Regex Tokenizer
===========

This node creates a new DataFrame by the process of taking text (such as a sentence) and breaking it into individual terms (usually words) based on regular expression

Type
--------- 

transform

Class
--------- 

fire.nodes.etl.NodeRegexTokenizer

Fields
--------- 

.. list-table::
      :widths: 10 5 10
      :header-rows: 1

      * - Name
        - Title
        - Description
      * - inputCol
        - Column
        - input column for tokenizing
      * - outputCol
        - Tokenized Column
        - New output column after tokenization
      * - pattern
        - Pattern
        - The regex pattern used to match delimiters
      * - gaps
        - Gaps
        - Indicates whether the regex splits on gaps


Details
-------
Regex Tokenizer Node
+++++++++++++++


Overview:
+++++++++++++++


The Regex Tokenizer node splits text data into tokens based on a regular expression pattern. This is useful for tasks like text preprocessing, natural language processing, and information extraction.


Input:
+++++++++++++++


Column: The column containing the text data to be tokenized.

Tokenized Column: The name of the new column to store the tokenized text.

Pattern: The regular expression pattern to use for tokenization.
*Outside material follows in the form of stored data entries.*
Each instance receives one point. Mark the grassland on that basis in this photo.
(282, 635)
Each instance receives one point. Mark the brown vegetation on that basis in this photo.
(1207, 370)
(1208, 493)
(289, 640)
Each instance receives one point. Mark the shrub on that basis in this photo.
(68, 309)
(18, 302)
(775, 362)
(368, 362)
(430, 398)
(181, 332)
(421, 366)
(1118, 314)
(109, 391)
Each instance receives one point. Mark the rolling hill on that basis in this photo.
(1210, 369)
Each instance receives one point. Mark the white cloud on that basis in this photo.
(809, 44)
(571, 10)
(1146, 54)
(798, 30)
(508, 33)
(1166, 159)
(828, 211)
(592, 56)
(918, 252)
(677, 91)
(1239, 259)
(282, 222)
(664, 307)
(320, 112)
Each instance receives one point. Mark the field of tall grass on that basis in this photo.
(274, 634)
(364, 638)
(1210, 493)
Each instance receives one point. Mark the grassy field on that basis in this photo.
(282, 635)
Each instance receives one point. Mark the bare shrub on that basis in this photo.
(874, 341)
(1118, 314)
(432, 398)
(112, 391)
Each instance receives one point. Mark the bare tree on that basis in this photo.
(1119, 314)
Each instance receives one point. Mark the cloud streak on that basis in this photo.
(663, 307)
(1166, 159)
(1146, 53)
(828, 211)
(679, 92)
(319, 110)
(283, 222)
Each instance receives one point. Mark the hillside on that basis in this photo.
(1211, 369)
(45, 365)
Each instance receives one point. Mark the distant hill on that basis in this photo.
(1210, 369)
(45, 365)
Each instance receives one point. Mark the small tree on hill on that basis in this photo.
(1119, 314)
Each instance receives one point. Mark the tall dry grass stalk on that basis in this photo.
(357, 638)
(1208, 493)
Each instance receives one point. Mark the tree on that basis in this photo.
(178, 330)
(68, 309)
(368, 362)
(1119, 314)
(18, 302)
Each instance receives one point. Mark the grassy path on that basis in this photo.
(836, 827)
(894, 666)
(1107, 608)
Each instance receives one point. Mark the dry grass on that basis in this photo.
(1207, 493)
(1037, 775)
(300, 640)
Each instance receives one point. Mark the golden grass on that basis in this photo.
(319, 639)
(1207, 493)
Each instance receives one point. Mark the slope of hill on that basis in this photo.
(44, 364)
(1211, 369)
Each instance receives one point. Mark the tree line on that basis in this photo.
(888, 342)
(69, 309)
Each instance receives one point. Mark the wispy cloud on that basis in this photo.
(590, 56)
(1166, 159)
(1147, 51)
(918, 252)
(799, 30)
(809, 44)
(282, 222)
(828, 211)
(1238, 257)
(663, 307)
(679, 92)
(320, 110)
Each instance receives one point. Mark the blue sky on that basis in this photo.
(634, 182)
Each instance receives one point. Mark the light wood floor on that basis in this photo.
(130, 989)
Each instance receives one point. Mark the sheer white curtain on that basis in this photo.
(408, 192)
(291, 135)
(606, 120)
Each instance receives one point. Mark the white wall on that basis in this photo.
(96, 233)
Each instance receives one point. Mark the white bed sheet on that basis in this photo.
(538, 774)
Gaps: A flag indicating whether to include gaps (spaces) between tokens.


Output:
+++++++++++++++


The node creates a new column containing the tokenized text.


Examples
-------
Example:
+++++++++++++++


Let's assume we have a column named text containing the following text:


This is a sample text.

Configure the Node:


Column: text

Tokenized Column: tokens

Pattern: \w+ (matches word characters)

Gaps: True

Node Execution:


The node will split the text into tokens based on word boundaries and create a new column tokens containing the following:


This,is,a,sample,text